I have tried therapy, and I've tried everything I can think of to make the world better, but the bottom line is that any person's experience in life is largely determined by the way that person is treated by others. I get mail from the Human Rights Campaign and other similar causes close to weekly asking for contributions, but I am a gay man who, despite great efforts to become involved in the so-called gay community, has been met only with rejection after rejection after rejection. I think about suicide during all of my waking moments. I go for walks during my lunch break and look down over bridges and think, "is today the day? Is this even high enough?"

My grandmother's life was ruined because her first husband revealed himself to be a gay man in denial. He died slowly from alcoholism, and she married my grandfather, a tortured and abusive alcoholic, and she hated all men--but especially gay men--for the rest of her life.

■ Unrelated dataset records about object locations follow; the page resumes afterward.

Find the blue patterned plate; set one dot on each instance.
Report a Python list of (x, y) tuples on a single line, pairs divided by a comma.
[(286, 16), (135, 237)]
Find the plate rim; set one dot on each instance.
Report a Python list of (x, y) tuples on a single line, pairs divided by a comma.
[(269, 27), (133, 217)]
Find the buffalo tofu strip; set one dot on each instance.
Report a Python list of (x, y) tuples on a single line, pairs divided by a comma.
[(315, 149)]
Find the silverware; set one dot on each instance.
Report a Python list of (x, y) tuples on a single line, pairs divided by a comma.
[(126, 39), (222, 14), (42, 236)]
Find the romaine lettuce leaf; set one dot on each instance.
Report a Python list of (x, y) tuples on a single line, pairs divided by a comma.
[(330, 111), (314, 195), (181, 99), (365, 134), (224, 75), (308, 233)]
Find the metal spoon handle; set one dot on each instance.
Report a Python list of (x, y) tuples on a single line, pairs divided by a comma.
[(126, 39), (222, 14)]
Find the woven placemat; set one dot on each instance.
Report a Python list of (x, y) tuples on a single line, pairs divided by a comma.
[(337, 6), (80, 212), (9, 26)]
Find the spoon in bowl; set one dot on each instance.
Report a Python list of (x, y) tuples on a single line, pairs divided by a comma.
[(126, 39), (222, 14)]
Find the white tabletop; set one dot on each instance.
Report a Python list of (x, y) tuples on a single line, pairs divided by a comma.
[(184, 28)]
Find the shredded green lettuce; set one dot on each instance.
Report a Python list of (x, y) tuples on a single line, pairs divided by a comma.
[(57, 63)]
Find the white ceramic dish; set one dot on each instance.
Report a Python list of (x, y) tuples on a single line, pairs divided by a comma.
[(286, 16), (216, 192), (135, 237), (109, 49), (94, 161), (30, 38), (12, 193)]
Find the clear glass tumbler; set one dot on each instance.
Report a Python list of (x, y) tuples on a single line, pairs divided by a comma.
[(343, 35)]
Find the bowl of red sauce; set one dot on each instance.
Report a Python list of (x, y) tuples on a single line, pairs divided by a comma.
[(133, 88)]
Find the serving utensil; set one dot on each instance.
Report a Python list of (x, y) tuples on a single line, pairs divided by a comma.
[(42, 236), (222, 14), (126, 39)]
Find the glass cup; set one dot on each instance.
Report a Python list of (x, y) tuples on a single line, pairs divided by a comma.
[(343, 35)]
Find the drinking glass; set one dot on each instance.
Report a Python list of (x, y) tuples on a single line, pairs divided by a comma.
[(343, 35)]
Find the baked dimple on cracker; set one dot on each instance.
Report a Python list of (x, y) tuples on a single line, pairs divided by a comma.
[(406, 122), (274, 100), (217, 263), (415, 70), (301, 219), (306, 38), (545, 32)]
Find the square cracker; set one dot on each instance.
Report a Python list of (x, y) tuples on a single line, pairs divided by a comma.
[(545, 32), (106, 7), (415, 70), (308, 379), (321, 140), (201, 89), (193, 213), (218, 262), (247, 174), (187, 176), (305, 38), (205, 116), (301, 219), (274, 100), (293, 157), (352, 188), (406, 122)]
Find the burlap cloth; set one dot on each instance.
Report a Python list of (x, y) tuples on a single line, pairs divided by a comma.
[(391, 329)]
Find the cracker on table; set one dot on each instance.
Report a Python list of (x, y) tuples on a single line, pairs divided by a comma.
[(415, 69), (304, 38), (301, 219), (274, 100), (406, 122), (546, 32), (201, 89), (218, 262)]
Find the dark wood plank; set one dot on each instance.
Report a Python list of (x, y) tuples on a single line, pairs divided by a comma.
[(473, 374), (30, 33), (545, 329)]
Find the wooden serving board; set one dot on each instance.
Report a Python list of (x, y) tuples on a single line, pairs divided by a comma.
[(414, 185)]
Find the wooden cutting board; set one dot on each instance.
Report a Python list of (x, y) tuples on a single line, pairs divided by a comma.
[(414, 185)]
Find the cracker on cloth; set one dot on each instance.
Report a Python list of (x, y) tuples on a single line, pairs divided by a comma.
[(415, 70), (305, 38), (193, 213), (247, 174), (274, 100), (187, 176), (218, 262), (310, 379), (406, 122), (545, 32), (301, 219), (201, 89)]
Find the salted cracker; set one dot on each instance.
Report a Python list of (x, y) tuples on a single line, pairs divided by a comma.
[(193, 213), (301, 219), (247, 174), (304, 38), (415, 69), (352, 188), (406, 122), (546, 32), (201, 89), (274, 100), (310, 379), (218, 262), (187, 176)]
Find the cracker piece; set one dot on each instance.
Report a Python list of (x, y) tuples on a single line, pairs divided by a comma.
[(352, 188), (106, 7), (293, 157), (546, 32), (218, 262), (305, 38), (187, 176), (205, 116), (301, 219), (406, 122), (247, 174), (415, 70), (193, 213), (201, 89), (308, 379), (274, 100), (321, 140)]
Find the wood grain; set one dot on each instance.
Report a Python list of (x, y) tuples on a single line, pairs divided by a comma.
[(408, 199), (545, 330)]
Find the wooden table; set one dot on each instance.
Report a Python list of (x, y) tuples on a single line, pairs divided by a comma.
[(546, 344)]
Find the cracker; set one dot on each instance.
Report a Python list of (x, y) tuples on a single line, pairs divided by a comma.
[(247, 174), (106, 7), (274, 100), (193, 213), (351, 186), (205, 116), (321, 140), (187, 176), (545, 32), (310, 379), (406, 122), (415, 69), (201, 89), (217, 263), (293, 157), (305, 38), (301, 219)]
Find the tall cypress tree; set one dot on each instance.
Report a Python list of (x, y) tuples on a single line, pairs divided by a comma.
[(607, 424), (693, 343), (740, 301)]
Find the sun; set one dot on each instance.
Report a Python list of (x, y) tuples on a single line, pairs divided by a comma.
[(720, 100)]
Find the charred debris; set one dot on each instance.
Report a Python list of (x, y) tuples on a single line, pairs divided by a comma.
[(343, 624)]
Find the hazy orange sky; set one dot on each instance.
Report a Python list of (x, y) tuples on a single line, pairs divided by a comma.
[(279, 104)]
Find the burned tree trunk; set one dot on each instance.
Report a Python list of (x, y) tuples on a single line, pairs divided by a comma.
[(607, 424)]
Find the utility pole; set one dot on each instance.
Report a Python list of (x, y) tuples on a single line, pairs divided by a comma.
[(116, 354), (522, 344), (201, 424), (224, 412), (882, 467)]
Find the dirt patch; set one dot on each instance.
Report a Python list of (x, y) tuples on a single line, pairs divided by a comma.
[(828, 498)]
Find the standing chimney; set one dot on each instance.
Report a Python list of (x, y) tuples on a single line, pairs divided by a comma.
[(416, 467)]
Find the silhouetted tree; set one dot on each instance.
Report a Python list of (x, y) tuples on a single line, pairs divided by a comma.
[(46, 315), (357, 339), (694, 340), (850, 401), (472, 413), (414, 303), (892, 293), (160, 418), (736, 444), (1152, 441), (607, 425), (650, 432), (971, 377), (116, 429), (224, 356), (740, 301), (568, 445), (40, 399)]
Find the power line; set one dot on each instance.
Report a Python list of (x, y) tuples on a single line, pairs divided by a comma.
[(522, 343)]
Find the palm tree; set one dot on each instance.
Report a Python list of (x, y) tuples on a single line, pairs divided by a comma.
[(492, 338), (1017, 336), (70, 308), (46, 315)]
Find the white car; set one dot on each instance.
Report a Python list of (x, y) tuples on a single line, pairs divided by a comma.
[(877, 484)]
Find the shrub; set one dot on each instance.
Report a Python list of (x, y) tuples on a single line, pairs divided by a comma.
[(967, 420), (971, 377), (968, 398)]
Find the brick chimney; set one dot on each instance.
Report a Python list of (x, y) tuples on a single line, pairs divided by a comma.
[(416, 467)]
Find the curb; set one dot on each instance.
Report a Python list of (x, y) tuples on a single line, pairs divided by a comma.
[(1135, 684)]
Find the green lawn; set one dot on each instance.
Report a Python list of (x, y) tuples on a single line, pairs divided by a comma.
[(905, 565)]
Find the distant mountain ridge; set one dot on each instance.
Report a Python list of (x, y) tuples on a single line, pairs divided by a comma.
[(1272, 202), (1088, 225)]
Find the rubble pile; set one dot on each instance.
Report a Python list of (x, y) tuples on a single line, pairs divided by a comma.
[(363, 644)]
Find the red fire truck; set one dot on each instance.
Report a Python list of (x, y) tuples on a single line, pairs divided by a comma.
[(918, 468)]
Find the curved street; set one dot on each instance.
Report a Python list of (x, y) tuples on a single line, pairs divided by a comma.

I don't believe that misery and self-hatred is the nature of gay men; I think it comes from knowing that, out in the rest of the world, we're not equals. But in my experience, gay men strive for perfection in everything, including other gay men, because we're always trying to prove ourselves worthy. Eventually, hopefully, this will change. But I still look down from every bridge I walk over, and I still spend time at home looking up lethal combinations of pharmaceuticals online, and I still take long baths and think about slicing open my veins. Because it just hurts to be here.

I wish I could say that "it gets better." The bullying itself? Yes, that gets better when high school is over. But the general misery? I don't know. Maybe for some. Not for this one. Not yet.